Here is a short blog about excuses and how buying them jeopardised my first months in sales.
At the start of my sales career, I soon learned why I was selling products and how these products benefited customers. The key was speaking to as many potential customers as possible and eventually some would buy my products. It became a very successful formula until I started to take a few short cuts. The worst shortcut was to do the minimum amount of fact finding and presenting my products before the customer had committed to a solution.
I also learned more about excuses instead of getting results.
Here are some of them:
“customer was not in”
“could not get to the decision maker”
“she is thinking about it”
“they think our solution is too expensive”
“they will proceed after Easter”
“his boss was against it”
“the purchasing director will look at it”

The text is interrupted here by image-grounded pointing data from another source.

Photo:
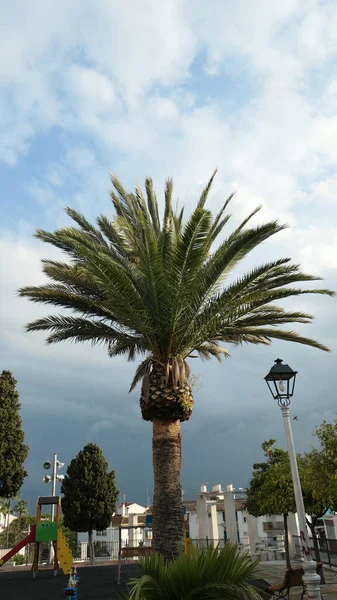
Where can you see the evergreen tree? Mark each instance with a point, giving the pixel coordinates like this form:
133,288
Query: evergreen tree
270,490
13,451
90,493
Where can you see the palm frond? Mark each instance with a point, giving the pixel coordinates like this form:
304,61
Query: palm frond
152,204
141,284
141,371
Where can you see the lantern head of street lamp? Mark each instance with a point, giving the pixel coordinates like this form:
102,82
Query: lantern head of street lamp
281,382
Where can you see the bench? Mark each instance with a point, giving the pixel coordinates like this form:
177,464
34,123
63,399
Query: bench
131,552
292,578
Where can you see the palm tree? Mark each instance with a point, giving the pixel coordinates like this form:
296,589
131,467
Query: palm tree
151,286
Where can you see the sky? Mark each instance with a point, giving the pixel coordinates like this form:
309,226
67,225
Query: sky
166,88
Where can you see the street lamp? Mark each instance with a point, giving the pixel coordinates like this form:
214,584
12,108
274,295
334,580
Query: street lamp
281,383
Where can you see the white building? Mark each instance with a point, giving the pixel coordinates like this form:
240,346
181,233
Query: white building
220,515
123,522
4,519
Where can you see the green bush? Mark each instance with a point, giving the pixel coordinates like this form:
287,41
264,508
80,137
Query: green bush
207,574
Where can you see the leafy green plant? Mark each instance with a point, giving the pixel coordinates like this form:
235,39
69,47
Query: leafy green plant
207,574
161,288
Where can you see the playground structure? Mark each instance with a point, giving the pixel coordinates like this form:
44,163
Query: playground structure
71,591
46,531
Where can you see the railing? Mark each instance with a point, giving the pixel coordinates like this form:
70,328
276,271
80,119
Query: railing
327,548
208,543
103,550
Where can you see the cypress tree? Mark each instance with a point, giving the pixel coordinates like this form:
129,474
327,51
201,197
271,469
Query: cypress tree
90,493
13,450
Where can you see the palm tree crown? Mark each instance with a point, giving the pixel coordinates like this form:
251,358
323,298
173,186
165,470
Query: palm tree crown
156,287
151,286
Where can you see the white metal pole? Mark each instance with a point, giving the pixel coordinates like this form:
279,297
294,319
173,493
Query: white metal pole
53,480
310,578
52,508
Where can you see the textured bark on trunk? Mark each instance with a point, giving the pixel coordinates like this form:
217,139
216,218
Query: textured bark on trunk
286,540
91,547
168,517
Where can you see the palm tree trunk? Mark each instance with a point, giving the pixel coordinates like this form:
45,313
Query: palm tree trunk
168,517
286,540
91,547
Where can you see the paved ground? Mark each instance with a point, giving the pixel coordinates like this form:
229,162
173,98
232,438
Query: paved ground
99,582
273,571
96,583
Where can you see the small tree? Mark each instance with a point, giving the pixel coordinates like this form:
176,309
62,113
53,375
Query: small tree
21,508
13,451
90,493
271,491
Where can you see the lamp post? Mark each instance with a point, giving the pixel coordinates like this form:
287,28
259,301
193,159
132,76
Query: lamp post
56,464
281,383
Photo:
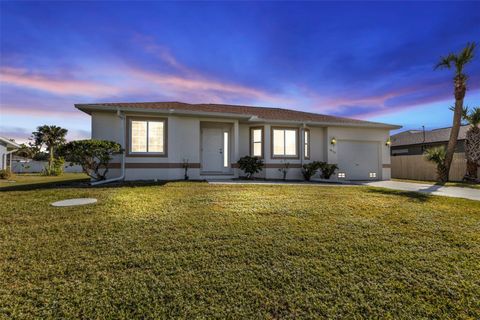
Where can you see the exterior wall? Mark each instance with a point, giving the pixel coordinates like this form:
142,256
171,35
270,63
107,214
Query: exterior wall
272,165
184,142
3,151
361,134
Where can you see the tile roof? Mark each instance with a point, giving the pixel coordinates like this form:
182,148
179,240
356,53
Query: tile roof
260,112
416,136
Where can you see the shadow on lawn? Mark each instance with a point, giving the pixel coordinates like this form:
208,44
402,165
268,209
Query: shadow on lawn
83,184
412,195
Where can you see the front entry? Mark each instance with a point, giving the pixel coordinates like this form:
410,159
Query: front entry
215,150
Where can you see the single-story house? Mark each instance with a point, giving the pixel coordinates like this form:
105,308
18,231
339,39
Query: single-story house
160,137
415,142
7,147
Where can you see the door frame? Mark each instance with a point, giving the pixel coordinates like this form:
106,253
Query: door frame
226,127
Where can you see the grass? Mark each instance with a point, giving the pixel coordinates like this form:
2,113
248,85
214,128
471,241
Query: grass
193,250
446,184
35,180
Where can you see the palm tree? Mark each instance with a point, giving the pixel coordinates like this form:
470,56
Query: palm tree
51,137
457,61
437,155
472,142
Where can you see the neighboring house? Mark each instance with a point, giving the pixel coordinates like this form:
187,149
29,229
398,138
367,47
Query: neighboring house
407,153
415,142
159,137
7,147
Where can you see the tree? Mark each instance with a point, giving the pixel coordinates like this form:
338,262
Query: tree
93,155
472,142
51,137
437,155
458,62
26,151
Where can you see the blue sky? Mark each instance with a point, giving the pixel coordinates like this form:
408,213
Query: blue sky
367,60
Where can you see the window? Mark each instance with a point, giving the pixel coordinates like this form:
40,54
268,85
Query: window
256,142
225,149
147,136
306,144
285,142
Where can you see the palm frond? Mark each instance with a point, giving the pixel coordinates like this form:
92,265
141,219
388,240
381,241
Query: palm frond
474,117
464,57
446,62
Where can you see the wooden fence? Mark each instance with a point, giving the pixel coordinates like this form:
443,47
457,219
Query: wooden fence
415,167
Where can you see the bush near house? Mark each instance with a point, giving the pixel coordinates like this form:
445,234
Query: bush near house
5,174
328,170
309,169
92,154
55,169
250,165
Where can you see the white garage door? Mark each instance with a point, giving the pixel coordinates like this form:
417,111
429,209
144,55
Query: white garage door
358,159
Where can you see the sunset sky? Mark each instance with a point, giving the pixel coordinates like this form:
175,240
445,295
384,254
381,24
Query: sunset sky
369,60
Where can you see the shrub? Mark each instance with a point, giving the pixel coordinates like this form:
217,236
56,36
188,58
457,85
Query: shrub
327,170
284,169
93,155
250,165
437,155
5,174
309,169
56,169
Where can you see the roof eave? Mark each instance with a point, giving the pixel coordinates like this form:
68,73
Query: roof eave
88,108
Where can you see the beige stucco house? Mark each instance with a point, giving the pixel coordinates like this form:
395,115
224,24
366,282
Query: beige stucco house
7,147
159,137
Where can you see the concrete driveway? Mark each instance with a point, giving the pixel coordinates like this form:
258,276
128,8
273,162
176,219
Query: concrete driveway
456,192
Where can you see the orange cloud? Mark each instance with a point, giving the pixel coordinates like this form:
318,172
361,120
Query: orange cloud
60,86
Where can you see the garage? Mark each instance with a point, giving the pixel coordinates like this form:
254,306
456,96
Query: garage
359,160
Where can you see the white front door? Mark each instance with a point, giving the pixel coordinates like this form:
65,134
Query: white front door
212,150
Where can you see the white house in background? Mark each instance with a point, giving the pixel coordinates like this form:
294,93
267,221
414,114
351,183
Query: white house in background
159,137
7,147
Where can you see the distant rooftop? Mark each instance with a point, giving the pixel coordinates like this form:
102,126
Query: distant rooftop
416,136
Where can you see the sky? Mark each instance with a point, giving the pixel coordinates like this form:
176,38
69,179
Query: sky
365,60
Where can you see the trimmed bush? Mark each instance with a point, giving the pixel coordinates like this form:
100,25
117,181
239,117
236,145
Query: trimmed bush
309,169
328,170
250,165
92,154
5,174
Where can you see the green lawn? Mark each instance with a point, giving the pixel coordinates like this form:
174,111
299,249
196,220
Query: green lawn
447,184
193,250
37,180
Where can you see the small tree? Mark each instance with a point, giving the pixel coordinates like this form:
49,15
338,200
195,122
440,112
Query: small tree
327,170
309,169
50,136
437,156
250,165
457,62
93,155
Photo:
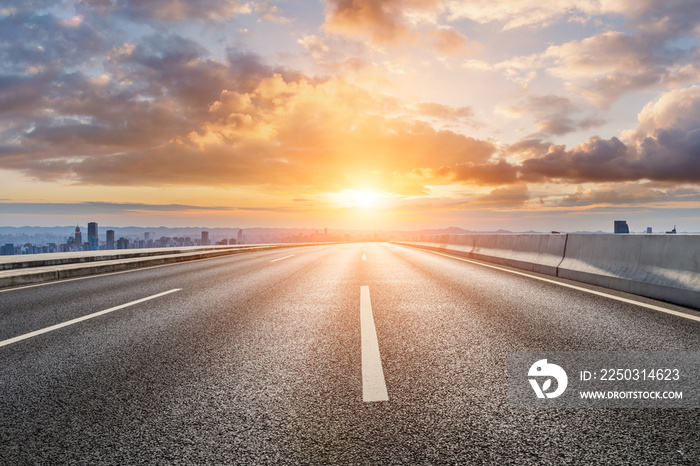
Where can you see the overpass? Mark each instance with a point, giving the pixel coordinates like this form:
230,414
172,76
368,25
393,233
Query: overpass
369,353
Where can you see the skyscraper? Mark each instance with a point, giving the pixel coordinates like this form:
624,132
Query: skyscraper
78,239
93,239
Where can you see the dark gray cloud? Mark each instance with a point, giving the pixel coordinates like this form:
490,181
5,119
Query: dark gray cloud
672,155
554,115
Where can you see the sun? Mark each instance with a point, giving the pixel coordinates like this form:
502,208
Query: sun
351,198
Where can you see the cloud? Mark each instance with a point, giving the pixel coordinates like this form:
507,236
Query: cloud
622,194
164,113
534,13
396,22
170,10
552,114
665,147
84,208
510,196
611,64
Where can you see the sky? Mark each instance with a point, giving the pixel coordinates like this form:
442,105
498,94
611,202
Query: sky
356,114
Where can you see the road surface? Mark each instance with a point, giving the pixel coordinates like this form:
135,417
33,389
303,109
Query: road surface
258,358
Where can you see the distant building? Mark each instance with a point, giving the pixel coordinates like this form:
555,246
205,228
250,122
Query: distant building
93,239
110,239
621,226
78,238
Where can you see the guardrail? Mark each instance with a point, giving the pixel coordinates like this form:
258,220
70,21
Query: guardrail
665,267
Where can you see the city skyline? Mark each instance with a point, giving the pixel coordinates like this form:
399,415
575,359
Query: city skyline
392,115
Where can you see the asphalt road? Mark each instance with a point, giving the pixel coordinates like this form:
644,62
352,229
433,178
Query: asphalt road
257,359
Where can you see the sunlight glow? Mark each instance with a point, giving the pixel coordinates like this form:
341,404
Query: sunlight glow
350,198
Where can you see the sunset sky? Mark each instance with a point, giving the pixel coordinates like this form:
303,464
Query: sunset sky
362,114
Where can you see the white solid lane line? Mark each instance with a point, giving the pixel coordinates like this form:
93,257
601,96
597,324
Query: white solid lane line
566,285
285,257
80,319
373,385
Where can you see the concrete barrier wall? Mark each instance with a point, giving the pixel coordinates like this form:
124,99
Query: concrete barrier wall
73,267
665,267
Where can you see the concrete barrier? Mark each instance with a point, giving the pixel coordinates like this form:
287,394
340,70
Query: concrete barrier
105,263
665,267
61,258
538,253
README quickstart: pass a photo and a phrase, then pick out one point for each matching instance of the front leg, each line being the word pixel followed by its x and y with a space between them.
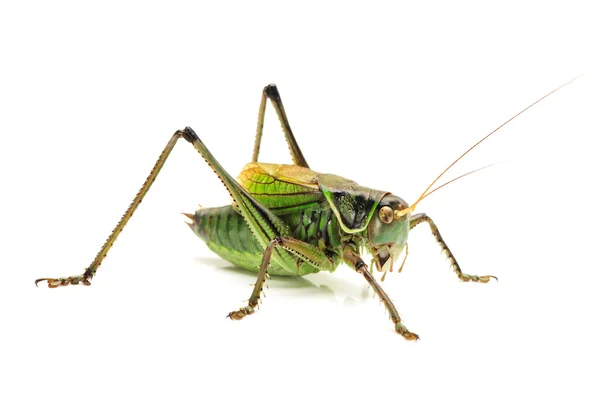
pixel 420 218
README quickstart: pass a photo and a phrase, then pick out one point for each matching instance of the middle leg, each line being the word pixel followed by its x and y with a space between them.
pixel 420 218
pixel 300 249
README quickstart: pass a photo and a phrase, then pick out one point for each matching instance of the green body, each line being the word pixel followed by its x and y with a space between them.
pixel 290 220
pixel 319 209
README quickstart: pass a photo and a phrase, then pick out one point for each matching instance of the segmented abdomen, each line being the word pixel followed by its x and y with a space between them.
pixel 226 233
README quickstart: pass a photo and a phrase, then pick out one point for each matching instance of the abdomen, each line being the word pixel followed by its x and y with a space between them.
pixel 226 233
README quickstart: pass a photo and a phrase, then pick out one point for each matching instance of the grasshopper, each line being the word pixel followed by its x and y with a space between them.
pixel 288 220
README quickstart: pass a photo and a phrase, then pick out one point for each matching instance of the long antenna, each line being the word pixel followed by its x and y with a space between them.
pixel 410 209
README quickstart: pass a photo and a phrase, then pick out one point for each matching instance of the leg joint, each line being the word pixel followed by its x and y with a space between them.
pixel 271 91
pixel 189 134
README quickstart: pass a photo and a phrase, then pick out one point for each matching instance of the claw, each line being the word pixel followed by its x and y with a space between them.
pixel 64 281
pixel 480 279
pixel 409 336
pixel 240 314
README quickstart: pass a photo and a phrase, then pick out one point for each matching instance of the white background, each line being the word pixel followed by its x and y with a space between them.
pixel 386 94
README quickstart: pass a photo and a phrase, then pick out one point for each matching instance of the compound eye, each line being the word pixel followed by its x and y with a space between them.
pixel 386 214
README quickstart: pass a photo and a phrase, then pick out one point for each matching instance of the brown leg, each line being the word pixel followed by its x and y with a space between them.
pixel 271 92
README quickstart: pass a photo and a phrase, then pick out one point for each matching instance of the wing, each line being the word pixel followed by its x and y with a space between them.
pixel 282 188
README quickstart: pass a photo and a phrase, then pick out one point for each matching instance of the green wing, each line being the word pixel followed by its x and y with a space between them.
pixel 282 188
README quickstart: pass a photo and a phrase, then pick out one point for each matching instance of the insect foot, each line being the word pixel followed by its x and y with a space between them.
pixel 477 279
pixel 409 336
pixel 64 281
pixel 240 314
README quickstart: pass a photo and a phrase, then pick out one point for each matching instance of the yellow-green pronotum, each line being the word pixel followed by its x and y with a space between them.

“they have a supplier already”
“he is very happy with his supplier”
“he left the company yesterday”
“their needs have changed”
“there is not budget for this at the moment”
Sales started to drop and I found myself with a bigger pipeline every day. I was hanging on to every prospect’s promise to buy. Every time my Manager asked me about deal progress I cited the excuses as clear next steps. I clearly believed in them. I had bought these excuses rather than sold my products.
Things got worse when I decided that my time was best spent chasing these potential deals rather than prospect for more. My pipeline stagnated and one by one the so-called sales opportunities dropped out. So I was back to square one again and had to build my pipeline from scratch applying the basics in sales: prospect, qualify, present, close.